CoreWeave Inc.(CRWV)の株は、火曜日の取引で、TheFlyによると、Cantor Fitzgeraldが同社の直近の社債発行メモ(offering memorandum)における補足開示を指摘したことを受けて、約9%上昇した。この開示では、エクイティ投資家が「ほぼ無視してきた」ことが記されている。開示には、署名済み契約に基づくランレートのEBITDA(利払い・税・減価償却・償却前利益)の数値が含まれており、Cantorはそれを使って、CoreWeaveが第2四半期においてウォール街のバックログ(受注残)見通しを重要な水準で上回る見通しであり、さらにQ2中に新たに約400億ドル規模の契約ブッキングを生み出し得ると見積もった。これはQ1に達成した記録とほぼ同水準にあたる。この分析は、CoreWeaveがAIインフラの拡大を加速していることに合わせて行われており、Cantorは同社が2027年の年次経常収益(ARR)目標300億ドルの約90%をすでに確保したと見積もっている。
Cantor FitzgeraldはCoreWeaveのQ2契約ブッキングを400億ドルと予測
Cantor Fitzgeraldは、CoreWeaveが直近の社債発行メモにおいて、署名済み契約に基づくランレートのEBITDA(利払い・税・減価償却・償却前利益)数値を開示したと述べた。同社は、この開示を用いてCoreWeaveの第2四半期における業績を評価した。
その分析を踏まえ、CantorはCoreWeaveが当該四半期において、ウォール街のバックログの見通しを重要な水準で上回る軌道に乗っていると考えている。同社は、CoreWeaveが第2四半期に新たに約400億ドルの契約ブッキングを生み出し得ると見積もっており、これは第1四半期に達成された記録水準とほぼ同程度だとしている。
さらに先を見れば、CantorはCoreWeaveがすでに、2027年の目標300億ドルの年次経常収益(ARR)の約90%を確保している可能性が高いと考えている。同社はCoreWeaveに対して「Overweight(強気)」の評価を再確認し、目標株価は167ドルとしており、現在の水準から約44%の上振れ余地を示唆している。
CoreWeaveは8,192枚のNvidia GPUを使って6,710億パラメータのAIモデルを学習
CoreWeaveは火曜日、8,192枚のNvidia Corp.(NVDA)のGB300 GPUと、2,048ノードにまたがって、約2分で品質を狙うための6,710億パラメータのDeepSeek-V3 AIモデルを学習させたと発表した。同社は、このGB300プラットフォームを、当該ワークロードにおいて2,048 GPUを超えてスケールさせたのは自社だけだったと述べ、AIインフラの性能を強調した。
CoreWeaveは2026年6月22日にNasdaq-100指数に参加
CoreWeaveは先週、Nasdaq-100 Indexへの組み入れが決定したことを発表しており、市場の開始前に2026年6月22日までにベンチマークに加わる見通しだという。これは、CoreWeaveが2025年3月にNasdaqにデビューし、その時点で2021年以来最大の米国テックIPOとして15億ドルを調達したことから、ちょうど1年あまり後の発表となる。

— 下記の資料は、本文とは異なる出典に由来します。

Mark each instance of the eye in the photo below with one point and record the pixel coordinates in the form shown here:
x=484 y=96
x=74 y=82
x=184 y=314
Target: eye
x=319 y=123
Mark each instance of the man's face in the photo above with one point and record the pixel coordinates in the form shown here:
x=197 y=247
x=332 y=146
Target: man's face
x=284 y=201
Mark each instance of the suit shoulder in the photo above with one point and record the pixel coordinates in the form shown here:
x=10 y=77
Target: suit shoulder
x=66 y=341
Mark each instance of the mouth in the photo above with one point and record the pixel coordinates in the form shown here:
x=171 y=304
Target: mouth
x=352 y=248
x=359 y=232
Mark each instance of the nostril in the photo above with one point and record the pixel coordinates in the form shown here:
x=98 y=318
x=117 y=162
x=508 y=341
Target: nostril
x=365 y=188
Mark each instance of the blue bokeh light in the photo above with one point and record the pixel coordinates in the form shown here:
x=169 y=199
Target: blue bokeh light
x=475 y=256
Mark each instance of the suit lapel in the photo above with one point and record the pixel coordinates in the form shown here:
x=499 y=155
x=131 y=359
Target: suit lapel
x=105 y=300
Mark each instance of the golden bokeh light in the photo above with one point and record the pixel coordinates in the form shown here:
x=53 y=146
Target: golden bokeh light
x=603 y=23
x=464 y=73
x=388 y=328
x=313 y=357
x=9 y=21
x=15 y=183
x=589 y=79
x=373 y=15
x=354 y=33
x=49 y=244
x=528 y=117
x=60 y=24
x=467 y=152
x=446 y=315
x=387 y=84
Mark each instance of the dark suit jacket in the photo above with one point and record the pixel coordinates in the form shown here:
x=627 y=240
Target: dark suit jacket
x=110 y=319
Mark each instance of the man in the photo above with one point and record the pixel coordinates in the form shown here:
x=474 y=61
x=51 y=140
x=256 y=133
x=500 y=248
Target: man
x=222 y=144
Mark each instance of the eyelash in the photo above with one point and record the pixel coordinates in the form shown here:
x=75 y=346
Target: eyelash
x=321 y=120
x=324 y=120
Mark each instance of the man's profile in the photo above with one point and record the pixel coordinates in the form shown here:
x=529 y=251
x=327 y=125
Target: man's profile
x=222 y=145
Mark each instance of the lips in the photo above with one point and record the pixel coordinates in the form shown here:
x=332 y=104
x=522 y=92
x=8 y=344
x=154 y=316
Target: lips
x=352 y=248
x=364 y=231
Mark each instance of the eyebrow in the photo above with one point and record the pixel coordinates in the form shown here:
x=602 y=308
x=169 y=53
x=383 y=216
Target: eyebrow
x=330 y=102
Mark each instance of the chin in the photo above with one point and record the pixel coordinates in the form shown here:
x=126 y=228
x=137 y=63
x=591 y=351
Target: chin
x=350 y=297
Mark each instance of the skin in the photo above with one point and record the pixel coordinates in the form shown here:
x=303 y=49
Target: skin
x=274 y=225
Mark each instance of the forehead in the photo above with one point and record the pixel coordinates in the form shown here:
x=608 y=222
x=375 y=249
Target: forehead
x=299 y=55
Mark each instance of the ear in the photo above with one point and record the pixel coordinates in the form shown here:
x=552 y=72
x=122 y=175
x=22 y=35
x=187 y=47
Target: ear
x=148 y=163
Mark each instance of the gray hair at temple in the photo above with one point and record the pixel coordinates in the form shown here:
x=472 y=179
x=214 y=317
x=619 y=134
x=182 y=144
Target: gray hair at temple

CoreWeaveの株価動向と個人投資家のセンチメント
Stocktwits上でのCoreWeaveに対する個人投資家のセンチメントは、執筆時点で「強気」領域で推移しており、メッセージの投稿量は「高い」水準だった。CRWV株は年初来で61%上昇している一方、過去12か月では27%下落している。Invesco QQQ Trust(QQQ)は過去12か月で37%上昇し、iShares U.S. Technology ETF(IYW)も50%上昇している。
よくある質問(FAQ)
Cantor FitzgeraldはCoreWeaveの第2四半期の契約ブッキングについて何を言ったの?
Cantor Fitzgeraldは、CoreWeaveが第2四半期に新たに約400億ドルの契約ブッキングを生み出し得ると見積もっており、これは第1四半期に達成された記録水準とほぼ同程度だとしている。同社は、この見通しをCoreWeaveの直近の社債発行メモで開示されたランレートEBITDAの数値に基づけた。
CoreWeaveはいつNasdaq-100 Indexに参加するの?
CoreWeaveは、先週発表された組み入れ決定に続き、市場の開始前の2026年6月22日までにNasdaq-100 Indexに加わる見込みだ。
CoreWeaveは火曜日にどんなAI学習の節目を発表したの?
CoreWeaveは火曜日、8,192枚のNvidia GB300 GPUと2,048ノードにわたって、約2分で6,710億パラメータのDeepSeek-V3 AIモデルを学習させ、品質を狙えるようにしたと発表した。これにより、自社が当該ワークロードにおいて2,048 GPUを超える規模でGB300プラットフォームをスケールした唯一の参加者になった。